2. Use simulate_ecc_corrupt (See simulate_ecc_corrupt.c in attachments) to corrupt crc in inode node 3374. The flash_bad is created!
   ./simulate_ecc_corrupt
Comment 5 Zhihao Cheng 2020-02-21 13:47:05 UTC
Created attachment 287539 [details]
simulate_ecc_corrupt
Comment 6 Zhihao Cheng 2020-02-21 13:47:26 UTC
Created attachment 287541 [details]
flash.tar.gz
Comment 7 Zhihao Cheng 2020-02-21 13:48:09 UTC
Created attachment 287543 [details]
reproduce patch
Comment 8 Zhihao Cheng 2020-02-21 13:54:55 UTC
After applying fix patch, mount will return failure to prevent inode nodes being discarded.

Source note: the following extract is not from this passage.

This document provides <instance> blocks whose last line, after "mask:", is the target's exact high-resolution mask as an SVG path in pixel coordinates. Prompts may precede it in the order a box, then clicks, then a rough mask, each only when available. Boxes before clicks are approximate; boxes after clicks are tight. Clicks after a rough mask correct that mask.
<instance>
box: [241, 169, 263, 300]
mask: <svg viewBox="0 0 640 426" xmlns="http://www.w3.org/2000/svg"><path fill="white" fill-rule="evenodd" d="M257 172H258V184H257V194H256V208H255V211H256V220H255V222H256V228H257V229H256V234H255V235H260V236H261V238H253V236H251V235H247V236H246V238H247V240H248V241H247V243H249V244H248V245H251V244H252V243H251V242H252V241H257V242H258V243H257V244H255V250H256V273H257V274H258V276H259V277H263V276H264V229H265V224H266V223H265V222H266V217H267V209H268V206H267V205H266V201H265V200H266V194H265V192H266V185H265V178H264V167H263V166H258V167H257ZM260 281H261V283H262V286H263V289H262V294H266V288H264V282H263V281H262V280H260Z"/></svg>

We can try other methods to recovery ubifs, at least, the important data are still exist on flash.
1. ./setup.sh
mount: /root/temp: mount(2) system call failed: Structure needs cleaning.
[   39.360386] UBIFS error (ubi0:0 pid 7432): ubifs_scanned_corruption [ubifs]: corruption at LEB 42:55328
[   39.361942] UBIFS error (ubi0:0 pid 7432): ubifs_scanned_corruption [ubifs]: first 8192 bytes from LEB 42:55328
[   39.364157] UBIFS error (ubi0:0 pid 7432): ubifs_recover_leb [ubifs]: LEB 42 scanning failed, ecc error detected!